How are you collaborating with the government to improve airport facilities? What steps have been taken to increase services to your passengers?
SATAR: There is not much we can do to directly improve the current situation. However, we have engaged the state-owned enterprises (SOEs) responsible for airport development, Angkasa Pura I-II. We have signed a memorandum of understanding with Angkasa Pura I and Angkasa Pura II in an effort to develop synergies among SOEs and thereby increase services to our passengers. This cooperation covers accessibility, flight information, a variety of passenger amenities, and safety and comfort initiatives at the airport.

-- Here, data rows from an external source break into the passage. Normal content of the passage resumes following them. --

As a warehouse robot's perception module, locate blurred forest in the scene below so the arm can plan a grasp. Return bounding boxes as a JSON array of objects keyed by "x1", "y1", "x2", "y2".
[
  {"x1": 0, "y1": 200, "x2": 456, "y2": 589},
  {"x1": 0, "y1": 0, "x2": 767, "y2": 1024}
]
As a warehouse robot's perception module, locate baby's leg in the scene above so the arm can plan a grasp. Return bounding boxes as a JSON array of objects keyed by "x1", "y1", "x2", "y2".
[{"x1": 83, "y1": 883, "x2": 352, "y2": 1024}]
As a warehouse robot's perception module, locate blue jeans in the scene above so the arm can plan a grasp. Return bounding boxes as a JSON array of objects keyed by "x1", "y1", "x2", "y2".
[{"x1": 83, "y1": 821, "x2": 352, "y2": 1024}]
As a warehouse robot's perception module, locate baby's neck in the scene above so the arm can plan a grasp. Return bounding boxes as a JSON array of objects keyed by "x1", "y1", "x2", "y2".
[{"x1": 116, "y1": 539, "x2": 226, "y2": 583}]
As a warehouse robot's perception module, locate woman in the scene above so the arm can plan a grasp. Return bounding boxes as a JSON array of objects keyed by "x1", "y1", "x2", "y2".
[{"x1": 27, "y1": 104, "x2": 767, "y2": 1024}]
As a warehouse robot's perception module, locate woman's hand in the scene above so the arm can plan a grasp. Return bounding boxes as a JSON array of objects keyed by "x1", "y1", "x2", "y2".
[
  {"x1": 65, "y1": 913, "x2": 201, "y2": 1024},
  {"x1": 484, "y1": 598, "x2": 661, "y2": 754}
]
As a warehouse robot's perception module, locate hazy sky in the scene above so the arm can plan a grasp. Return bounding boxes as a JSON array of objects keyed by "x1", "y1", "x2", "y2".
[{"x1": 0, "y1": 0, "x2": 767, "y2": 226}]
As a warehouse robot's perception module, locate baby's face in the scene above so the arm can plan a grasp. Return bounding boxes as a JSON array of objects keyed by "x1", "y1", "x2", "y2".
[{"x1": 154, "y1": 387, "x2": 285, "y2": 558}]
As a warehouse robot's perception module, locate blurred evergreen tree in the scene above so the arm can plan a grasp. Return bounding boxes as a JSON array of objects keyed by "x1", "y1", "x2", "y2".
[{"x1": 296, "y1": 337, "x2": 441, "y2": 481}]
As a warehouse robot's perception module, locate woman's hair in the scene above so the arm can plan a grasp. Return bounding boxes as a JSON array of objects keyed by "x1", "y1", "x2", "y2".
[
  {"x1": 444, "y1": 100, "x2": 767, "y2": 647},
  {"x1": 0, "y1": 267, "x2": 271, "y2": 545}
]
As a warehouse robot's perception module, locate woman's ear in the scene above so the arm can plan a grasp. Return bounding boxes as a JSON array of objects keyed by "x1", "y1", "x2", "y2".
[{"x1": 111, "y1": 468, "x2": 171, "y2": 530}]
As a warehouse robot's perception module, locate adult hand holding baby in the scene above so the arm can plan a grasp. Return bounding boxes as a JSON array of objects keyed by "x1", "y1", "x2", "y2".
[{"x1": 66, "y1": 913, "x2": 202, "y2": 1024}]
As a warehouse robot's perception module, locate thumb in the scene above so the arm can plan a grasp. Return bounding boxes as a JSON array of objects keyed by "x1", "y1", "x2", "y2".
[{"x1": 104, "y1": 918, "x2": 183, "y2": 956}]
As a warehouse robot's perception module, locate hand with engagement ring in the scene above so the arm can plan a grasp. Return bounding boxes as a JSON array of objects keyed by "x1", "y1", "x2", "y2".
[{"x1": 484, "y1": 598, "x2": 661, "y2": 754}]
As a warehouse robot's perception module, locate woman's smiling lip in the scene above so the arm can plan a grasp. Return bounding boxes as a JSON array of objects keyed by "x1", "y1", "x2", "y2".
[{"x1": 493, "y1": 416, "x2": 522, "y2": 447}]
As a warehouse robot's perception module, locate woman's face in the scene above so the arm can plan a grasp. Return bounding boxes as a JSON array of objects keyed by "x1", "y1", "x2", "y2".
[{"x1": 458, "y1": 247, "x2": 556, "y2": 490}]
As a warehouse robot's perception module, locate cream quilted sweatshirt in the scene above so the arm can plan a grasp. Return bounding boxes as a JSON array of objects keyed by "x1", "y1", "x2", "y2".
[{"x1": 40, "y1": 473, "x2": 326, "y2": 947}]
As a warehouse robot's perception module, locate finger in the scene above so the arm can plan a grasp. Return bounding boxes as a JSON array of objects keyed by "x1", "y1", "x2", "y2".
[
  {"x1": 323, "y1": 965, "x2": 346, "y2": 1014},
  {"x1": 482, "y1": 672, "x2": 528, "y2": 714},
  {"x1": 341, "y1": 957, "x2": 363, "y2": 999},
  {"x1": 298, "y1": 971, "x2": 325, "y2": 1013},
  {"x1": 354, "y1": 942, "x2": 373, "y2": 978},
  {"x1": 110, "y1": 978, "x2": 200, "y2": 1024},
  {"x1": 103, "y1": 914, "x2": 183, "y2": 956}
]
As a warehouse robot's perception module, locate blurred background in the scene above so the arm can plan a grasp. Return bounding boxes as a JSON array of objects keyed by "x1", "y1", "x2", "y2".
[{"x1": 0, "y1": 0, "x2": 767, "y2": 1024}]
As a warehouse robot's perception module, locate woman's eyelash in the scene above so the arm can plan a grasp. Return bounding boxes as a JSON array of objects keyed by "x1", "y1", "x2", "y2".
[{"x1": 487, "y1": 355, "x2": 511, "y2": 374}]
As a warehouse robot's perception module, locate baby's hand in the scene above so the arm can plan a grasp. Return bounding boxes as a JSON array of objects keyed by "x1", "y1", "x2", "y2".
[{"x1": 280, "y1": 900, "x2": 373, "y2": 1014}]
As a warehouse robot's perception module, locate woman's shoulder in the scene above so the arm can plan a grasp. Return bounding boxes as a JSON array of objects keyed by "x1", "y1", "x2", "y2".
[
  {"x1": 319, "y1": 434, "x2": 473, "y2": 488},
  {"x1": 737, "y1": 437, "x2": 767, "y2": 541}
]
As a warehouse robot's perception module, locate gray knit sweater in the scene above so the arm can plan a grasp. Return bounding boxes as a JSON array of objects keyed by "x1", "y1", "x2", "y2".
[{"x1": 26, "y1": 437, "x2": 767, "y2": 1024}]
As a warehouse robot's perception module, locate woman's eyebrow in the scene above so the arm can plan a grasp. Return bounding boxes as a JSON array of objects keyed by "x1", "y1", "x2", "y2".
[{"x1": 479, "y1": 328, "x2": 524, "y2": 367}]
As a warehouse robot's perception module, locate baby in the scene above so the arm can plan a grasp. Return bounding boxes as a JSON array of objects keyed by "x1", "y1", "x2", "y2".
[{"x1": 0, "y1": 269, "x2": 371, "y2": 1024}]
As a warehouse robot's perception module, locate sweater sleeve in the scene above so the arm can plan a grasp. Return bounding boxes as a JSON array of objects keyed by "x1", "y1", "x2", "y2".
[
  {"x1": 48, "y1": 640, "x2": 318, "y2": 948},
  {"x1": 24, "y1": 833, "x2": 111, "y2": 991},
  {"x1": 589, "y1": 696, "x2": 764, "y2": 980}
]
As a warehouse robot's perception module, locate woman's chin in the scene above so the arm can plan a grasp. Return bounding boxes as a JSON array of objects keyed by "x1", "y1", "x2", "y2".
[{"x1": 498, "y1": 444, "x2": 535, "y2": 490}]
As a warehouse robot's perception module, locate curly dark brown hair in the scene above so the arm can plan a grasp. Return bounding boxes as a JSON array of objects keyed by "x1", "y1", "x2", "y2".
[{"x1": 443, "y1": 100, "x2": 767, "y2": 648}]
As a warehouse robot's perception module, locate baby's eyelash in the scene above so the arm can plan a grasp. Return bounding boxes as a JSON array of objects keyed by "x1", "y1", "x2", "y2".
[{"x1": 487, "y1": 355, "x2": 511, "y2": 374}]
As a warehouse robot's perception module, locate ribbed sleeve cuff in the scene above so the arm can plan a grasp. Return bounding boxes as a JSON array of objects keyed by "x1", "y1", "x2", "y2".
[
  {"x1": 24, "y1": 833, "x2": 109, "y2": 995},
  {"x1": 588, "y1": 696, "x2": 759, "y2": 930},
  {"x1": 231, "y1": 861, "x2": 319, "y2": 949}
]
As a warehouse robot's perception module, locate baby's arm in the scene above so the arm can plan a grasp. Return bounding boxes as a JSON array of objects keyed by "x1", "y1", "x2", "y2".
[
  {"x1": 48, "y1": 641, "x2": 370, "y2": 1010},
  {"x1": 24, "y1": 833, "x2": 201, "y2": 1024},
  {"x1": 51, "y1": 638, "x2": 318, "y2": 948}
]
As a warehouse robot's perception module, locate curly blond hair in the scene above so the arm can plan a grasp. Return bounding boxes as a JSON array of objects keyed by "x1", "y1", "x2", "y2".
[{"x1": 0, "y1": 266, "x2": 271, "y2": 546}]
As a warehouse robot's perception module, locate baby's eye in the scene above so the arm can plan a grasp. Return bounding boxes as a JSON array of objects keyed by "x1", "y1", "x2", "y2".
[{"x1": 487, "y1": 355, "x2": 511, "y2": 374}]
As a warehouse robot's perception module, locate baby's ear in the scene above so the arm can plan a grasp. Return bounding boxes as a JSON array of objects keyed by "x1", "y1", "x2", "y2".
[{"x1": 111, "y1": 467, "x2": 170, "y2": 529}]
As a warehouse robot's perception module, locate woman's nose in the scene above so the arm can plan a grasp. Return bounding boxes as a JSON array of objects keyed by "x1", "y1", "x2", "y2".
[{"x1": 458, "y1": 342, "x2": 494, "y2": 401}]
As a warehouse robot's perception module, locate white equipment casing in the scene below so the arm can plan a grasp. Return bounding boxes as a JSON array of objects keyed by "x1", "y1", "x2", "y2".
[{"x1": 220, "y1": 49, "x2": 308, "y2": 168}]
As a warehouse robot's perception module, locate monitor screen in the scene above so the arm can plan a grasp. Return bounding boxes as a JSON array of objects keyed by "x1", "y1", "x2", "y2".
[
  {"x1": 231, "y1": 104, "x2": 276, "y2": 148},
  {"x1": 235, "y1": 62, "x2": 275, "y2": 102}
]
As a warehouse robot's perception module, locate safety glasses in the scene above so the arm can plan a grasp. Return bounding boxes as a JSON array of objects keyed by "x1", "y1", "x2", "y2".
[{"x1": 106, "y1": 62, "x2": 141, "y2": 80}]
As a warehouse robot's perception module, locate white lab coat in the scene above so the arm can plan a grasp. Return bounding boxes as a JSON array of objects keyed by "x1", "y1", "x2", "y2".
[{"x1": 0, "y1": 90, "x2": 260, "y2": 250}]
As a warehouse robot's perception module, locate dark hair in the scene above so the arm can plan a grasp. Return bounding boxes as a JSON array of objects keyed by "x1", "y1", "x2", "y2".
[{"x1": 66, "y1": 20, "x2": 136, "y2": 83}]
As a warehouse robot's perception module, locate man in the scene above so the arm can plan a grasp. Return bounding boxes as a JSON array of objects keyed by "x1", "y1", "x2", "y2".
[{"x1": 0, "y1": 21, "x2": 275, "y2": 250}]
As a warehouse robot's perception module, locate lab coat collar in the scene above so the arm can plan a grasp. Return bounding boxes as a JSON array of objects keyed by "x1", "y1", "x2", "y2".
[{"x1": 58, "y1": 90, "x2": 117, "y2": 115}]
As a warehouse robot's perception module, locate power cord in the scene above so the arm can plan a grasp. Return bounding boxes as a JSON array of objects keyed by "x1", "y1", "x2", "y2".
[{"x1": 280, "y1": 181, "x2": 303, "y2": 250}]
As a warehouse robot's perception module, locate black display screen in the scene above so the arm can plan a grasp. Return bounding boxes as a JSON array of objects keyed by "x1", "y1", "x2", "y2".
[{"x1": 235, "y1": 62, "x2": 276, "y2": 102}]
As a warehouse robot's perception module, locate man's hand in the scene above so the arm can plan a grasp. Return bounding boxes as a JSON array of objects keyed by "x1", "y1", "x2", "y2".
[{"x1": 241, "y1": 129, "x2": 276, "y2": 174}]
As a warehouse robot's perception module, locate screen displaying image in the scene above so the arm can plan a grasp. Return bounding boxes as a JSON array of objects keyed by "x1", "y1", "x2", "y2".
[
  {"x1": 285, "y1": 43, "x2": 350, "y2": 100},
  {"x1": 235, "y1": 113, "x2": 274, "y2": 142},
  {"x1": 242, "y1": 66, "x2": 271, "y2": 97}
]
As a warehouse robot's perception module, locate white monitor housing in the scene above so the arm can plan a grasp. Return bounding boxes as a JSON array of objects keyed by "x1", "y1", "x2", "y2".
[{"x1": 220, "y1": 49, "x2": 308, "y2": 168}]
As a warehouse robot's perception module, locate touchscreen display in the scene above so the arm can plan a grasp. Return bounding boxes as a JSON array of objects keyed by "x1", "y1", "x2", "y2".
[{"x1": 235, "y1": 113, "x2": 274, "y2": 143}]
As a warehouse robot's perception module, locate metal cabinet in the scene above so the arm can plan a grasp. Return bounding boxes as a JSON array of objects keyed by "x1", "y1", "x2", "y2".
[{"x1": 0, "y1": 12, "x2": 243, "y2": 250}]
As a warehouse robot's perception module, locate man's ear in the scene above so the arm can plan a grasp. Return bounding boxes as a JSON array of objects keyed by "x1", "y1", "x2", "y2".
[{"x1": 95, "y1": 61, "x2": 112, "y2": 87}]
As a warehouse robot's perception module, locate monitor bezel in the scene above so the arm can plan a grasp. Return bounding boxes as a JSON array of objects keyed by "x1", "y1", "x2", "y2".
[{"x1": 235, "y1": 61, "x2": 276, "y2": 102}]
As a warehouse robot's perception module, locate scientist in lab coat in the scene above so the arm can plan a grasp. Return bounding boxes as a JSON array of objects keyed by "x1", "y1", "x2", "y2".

We are particularly interested in working closely with Angkasa Pura I and Angkasa Pura II, as we want to bring Jakarta’s SoekarnoHatta airport and Bali’s Ngurah Rai airport to international standards. From the standpoint of low-cost carrier (LCC) Citilink, our strategic business unit and soon-to-be subsidiary, we think operational costs at the airport will be lowered. In the future there should be a special terminal at Soekarno-Hatta airport for LCCs, leaving no need for air bridges or buses to take passengers to the terminal building. If national airlines and especially the LCCs are efficient, then we will certainly be able to compete in the ASEAN open skies era.
What regulatory issues are you working to address as you move forward over the course of 2011?
SATAR: Our biggest regulatory concern is the ASEAN open skies policy, which will take effect in 2015. This policy is designed to stimulate competition and economic growth between ASEAN nations. For Indonesia it presents both challenges and opportunities. It will allow us more access to other markets but will also heighten the competitive nature of the industry. Leading up to 2015, we need to be prepared to compete with all ASEAN carriers. It is also important that the competitive environment during the policy’s implementation is a level playing field for all involved. We expect that whatever privileges a foreign airline receives in Indonesia, our carriers will get the same rights in their countries. Although the principle of reciprocal benefits and shared obligations between members is specifically detailed in the policy, our biggest concern is how this policy is actually going to be put into practice.